Welcome to AT from a fellow arkie archer!


----------



## LeftemLeakin (Feb 19, 2007)

Howdy Feller!


where in Arkansas are ya from? Hot Springs here...


----------



## willie7018 (Mar 19, 2007)

hello from newport, welcome to archery talk
willie


----------



## bubbahunts (Feb 26, 2003)

*Welcome*

Welcome to AT you won't find a better bunch of fellows.(period) Archers helping Archers


----------



## rcmjr (Jan 31, 2007)

welcome!


----------



## sbui (May 29, 2006)

*Welcome*

Welcome to AT. Ever need help in NWA just give me a shout.


----------



## firemanmsmith (Jun 28, 2007)

Welcome from Searcy.


----------



## mikel m14 (Jul 24, 2006)

:welcome: to AT and have Fun!

Enjoy Shooting!:archer:


----------



## Tim Roberts (Jul 13, 2002)

:yo: :wave3: Hello and :welcomesign: to Archery Talk Pastor Hoyt. Have fun here.


----------



## Dthbyhoyt (Dec 4, 2004)

:welcome: 2 ArcheryTalk


----------



## Pastor Hoyt (Jul 6, 2007)

Thanks everybody for the nice sayings. Im from Little Rock and love to bow hunt.


----------



## jva54 (Dec 14, 2005)

Welcome to AT!! :wave:


----------



## swampfrogg (Jun 29, 2007)

welcome


----------



## joebowman (Jun 2, 2007)

Hey, welcome from a fellow Arkansan. This is a great forum.
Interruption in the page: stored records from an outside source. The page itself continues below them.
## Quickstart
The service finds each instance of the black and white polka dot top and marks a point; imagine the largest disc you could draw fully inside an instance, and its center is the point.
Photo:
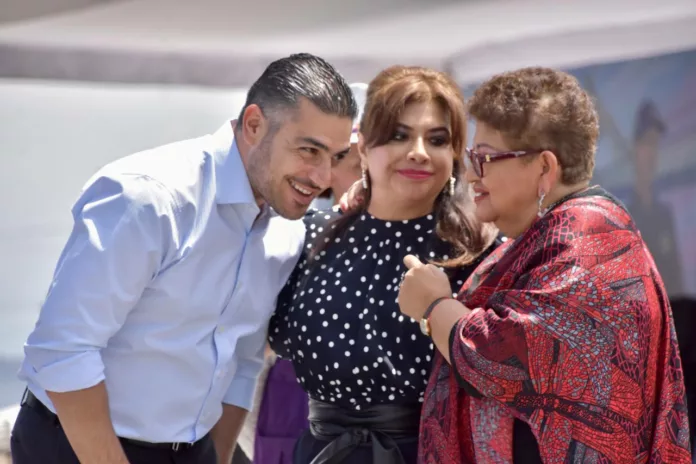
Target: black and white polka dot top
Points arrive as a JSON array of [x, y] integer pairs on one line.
[[338, 320]]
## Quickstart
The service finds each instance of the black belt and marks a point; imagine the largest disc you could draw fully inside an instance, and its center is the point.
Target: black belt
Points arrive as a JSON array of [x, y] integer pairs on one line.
[[382, 425], [34, 403]]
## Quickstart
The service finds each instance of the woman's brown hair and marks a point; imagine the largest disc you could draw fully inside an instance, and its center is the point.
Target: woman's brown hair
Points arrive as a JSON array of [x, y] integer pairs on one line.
[[387, 95]]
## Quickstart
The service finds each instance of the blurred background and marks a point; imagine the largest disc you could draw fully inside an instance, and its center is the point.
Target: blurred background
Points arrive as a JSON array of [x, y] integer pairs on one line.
[[83, 82]]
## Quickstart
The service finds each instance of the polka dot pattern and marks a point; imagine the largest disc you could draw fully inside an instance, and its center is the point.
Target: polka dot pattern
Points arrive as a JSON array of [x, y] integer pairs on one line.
[[338, 320]]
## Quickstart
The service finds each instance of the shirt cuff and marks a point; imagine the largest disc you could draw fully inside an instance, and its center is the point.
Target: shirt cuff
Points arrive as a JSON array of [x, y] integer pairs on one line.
[[241, 392], [76, 372]]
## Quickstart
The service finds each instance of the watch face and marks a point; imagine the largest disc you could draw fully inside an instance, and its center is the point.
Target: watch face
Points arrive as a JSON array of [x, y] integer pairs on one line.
[[425, 327]]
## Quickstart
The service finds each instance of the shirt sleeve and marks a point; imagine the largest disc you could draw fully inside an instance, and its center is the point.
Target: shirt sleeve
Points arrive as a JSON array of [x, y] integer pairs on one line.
[[122, 232], [243, 386]]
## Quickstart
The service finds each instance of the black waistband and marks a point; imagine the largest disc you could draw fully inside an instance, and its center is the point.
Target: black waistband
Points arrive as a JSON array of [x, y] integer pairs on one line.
[[381, 425], [34, 403]]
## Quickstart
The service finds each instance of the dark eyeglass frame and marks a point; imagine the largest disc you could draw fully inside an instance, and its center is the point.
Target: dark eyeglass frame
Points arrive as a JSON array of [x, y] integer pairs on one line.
[[477, 159]]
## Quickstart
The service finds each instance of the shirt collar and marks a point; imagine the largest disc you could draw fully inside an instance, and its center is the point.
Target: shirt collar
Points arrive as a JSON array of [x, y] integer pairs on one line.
[[231, 180]]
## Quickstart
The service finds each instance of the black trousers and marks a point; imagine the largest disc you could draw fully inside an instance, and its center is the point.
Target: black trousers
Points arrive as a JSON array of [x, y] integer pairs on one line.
[[38, 438]]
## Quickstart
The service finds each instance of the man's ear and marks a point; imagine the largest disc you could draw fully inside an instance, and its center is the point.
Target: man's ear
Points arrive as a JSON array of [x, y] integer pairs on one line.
[[254, 125], [362, 151]]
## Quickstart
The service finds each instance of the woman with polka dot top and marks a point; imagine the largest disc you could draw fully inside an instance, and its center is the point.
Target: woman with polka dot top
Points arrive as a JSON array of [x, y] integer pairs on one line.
[[364, 364]]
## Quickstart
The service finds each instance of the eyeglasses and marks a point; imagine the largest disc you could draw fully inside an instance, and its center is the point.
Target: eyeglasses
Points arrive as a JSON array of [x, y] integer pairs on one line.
[[474, 160]]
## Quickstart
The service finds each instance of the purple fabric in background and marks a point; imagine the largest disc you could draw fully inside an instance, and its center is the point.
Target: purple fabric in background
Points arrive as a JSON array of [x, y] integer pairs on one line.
[[282, 417]]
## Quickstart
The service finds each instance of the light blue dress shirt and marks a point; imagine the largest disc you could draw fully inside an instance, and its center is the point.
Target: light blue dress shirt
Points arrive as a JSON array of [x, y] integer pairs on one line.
[[164, 290]]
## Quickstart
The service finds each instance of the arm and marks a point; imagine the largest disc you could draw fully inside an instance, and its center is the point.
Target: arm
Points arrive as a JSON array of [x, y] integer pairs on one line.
[[227, 430], [239, 397], [114, 250]]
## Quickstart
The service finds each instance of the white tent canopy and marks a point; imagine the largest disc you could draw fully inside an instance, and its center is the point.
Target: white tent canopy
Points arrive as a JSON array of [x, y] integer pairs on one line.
[[229, 42]]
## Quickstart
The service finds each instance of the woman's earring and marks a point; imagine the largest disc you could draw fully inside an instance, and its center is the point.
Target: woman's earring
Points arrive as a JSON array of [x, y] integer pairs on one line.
[[542, 211]]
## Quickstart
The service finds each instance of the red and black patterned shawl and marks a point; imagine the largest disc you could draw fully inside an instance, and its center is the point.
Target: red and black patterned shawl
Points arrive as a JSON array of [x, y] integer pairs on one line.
[[571, 333]]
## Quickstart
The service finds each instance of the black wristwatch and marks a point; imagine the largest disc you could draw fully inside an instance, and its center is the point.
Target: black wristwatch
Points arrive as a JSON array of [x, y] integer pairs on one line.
[[425, 321]]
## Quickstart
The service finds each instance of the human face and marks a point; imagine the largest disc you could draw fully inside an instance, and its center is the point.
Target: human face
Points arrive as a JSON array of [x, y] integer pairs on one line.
[[288, 168], [409, 172], [345, 172], [508, 192]]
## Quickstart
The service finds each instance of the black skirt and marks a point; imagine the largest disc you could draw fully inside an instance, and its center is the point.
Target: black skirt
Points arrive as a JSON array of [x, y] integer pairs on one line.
[[383, 434]]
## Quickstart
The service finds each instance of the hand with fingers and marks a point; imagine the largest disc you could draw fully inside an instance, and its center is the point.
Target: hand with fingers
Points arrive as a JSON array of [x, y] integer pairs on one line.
[[353, 198], [421, 286]]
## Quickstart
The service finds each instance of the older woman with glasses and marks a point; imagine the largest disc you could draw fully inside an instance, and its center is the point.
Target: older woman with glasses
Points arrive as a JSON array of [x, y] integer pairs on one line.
[[561, 346]]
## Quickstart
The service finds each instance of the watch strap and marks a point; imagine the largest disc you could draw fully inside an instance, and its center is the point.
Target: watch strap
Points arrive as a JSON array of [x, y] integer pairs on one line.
[[429, 310]]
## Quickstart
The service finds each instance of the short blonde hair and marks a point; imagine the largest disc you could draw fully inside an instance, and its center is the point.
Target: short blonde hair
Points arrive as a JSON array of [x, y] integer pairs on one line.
[[541, 108]]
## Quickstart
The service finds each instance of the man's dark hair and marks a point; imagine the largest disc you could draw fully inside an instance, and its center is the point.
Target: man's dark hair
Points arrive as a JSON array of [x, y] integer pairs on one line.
[[301, 75]]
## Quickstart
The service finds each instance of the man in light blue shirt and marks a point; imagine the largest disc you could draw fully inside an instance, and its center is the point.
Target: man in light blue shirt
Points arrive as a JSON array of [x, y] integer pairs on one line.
[[152, 334]]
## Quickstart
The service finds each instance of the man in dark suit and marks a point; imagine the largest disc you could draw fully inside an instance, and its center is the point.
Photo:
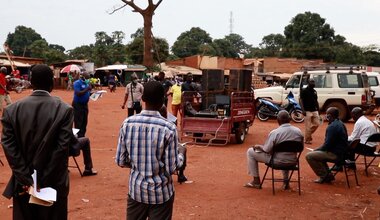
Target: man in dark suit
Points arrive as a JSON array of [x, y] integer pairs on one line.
[[36, 136], [82, 143]]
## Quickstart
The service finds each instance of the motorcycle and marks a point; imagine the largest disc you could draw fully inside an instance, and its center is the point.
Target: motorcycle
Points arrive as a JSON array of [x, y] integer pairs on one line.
[[16, 84], [267, 109]]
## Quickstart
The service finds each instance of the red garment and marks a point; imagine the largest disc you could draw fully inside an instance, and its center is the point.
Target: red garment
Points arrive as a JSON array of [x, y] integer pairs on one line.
[[16, 74], [3, 82]]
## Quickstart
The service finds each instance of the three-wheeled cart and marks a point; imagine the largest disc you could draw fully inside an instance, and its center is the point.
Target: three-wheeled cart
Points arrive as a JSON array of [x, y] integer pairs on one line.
[[211, 118]]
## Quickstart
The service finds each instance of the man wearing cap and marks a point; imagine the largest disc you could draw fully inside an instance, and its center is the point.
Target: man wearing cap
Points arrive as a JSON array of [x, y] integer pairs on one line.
[[309, 102], [166, 84], [4, 94], [82, 90], [133, 94]]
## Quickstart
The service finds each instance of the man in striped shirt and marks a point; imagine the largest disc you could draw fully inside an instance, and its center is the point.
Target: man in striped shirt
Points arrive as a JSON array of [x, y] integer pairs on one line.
[[148, 144]]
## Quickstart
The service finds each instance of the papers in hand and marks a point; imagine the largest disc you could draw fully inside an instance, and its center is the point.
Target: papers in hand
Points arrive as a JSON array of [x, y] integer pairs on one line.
[[45, 197], [96, 95], [172, 118]]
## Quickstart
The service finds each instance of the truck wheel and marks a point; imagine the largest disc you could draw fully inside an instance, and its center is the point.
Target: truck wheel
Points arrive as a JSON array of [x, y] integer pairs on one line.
[[343, 113], [297, 115], [240, 133], [262, 116]]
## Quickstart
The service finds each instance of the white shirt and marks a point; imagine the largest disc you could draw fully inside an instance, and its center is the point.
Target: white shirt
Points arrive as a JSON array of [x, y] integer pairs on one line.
[[137, 91], [363, 128]]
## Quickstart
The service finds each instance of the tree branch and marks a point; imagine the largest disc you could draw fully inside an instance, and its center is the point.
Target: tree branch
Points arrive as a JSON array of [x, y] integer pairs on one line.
[[132, 4], [117, 9], [156, 6]]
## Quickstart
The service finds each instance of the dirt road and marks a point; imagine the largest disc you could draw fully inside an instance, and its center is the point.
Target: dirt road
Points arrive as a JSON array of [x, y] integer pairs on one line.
[[219, 174]]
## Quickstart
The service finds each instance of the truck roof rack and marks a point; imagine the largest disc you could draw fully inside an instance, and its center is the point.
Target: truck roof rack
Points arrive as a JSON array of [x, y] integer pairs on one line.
[[329, 67]]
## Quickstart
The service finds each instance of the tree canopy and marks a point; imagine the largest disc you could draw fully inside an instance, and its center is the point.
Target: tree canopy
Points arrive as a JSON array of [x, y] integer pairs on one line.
[[135, 48], [189, 43]]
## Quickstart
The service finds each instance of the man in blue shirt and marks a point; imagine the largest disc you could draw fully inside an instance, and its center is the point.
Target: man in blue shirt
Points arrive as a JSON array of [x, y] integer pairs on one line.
[[333, 149], [82, 90], [148, 144]]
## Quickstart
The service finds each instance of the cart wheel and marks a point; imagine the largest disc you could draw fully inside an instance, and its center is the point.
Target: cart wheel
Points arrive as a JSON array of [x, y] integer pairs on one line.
[[297, 115], [261, 115], [240, 133]]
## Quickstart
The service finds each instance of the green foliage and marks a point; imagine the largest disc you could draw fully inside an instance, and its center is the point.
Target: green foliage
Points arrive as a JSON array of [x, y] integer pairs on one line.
[[82, 52], [272, 45], [224, 48], [189, 43], [308, 36], [21, 39], [239, 46], [135, 48], [26, 42]]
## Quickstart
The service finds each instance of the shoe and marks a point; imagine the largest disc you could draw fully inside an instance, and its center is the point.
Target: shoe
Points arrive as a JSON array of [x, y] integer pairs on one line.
[[350, 164], [90, 172], [285, 185], [328, 179], [338, 168], [252, 185], [181, 179]]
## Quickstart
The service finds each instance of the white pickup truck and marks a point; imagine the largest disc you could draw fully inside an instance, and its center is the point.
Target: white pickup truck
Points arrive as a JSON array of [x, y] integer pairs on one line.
[[341, 88]]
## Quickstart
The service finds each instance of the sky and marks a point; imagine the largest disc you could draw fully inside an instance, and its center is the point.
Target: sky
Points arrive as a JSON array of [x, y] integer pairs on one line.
[[73, 23]]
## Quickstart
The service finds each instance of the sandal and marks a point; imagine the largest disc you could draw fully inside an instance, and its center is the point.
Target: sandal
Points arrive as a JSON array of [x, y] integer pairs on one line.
[[252, 185]]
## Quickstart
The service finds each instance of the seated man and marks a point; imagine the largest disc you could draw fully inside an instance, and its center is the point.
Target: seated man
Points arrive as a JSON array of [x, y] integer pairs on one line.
[[363, 128], [83, 143], [261, 153], [334, 148]]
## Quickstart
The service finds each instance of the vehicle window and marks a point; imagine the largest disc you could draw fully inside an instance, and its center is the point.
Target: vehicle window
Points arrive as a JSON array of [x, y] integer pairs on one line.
[[323, 81], [350, 81], [293, 82], [373, 81]]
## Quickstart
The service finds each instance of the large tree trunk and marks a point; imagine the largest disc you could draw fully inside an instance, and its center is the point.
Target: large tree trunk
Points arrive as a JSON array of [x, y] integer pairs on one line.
[[148, 46]]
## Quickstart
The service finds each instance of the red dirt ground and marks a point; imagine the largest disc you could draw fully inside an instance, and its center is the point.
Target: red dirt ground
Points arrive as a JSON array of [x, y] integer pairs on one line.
[[219, 174]]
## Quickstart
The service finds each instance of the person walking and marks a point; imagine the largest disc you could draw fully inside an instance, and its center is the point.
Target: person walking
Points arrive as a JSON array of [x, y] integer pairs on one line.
[[36, 136], [82, 90], [310, 106], [176, 92], [133, 93], [148, 145], [4, 94]]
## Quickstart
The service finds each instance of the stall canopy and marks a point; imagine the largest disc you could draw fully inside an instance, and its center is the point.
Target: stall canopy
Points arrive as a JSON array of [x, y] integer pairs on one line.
[[123, 67], [4, 62], [172, 70]]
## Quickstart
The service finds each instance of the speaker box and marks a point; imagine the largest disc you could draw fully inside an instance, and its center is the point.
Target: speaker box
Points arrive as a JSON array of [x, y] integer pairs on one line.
[[240, 80], [212, 79]]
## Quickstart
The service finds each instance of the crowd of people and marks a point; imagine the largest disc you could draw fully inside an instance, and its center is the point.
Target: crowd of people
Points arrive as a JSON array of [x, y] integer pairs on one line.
[[147, 143]]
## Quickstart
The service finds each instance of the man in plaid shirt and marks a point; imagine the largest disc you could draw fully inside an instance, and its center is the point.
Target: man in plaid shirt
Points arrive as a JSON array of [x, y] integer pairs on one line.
[[148, 144]]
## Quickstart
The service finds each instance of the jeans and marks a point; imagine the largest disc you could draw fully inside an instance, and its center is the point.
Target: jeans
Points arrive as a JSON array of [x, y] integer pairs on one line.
[[318, 161], [311, 124]]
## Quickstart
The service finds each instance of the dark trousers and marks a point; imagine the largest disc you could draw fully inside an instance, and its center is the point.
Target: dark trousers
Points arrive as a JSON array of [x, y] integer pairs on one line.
[[361, 149], [80, 117], [138, 210], [83, 144], [131, 111], [23, 210]]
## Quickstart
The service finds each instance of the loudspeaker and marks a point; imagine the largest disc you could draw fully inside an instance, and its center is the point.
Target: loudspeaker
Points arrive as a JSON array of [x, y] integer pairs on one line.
[[240, 80], [212, 79]]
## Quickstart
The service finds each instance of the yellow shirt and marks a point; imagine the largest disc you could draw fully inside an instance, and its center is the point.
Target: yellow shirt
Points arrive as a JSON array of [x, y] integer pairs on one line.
[[176, 90]]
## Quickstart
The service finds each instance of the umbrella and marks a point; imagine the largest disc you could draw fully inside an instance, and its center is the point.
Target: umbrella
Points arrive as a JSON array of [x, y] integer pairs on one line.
[[70, 68]]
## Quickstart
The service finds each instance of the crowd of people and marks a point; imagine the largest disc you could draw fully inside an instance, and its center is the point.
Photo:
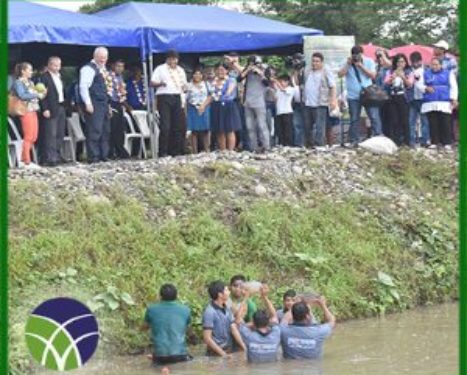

You will enjoy it.


----------



## LostHawg (Feb 17, 2005)

Welcome.


----------



## TED WILLIAMS (Jun 13, 2006)

*Hello from Mississippi*

hello from across the mighty mississippi river and alittle south. there is a big shoot this weekend near you in pine bluff, are you going to shoot the ben pearson this saturday or sunday? alot from mississippi is coming over there. hopefully shoot good and win a door prize.


----------



## Buckums (Jun 9, 2006)

*howdy*

howdy from Maumelle, AR


----------



## DRT (Jul 9, 2007)

Today must be the day for Arkansas boys i just joined today also. Hello from Crittenden County.


----------



## Takeum (Jul 22, 2005)

Howdy from cross the river.... memphis here>>>>> Go Hogs!!!!


----------



## SIMPLEARKANSAN (Jul 24, 2003)

Welcome, I'm not too far from you. You shoot any of the local 3D tournaments?


----------



## Ridge Buster (Oct 26, 2006)

Howdy, Its nice to see more Arkansas people on here! Have fun:welcome:


----------



## Razoo97 (Oct 24, 2006)

*Welcome!!*

To the site,,,it's great!! Waldron, AR here.


----------



## Bojack (Nov 28, 2006)

*another Arkansan*

Welcome Pastor Hoyt, I'm from Camden, a couple hours south of ya.


----------



## Hogs45 (Apr 9, 2007)

*Fayetteville AR*

Displaced from my roots in Arkansas county but its all good. AT is an awesome spot. I just joined not long ago too. Welcome from another newcomer! TK


----------



## chief razor (Apr 29, 2006)

Hello, welcome to ArcheryTalk!


----------



## tylerolsen12 (Feb 8, 2007)

welcome to the best place in archery


----------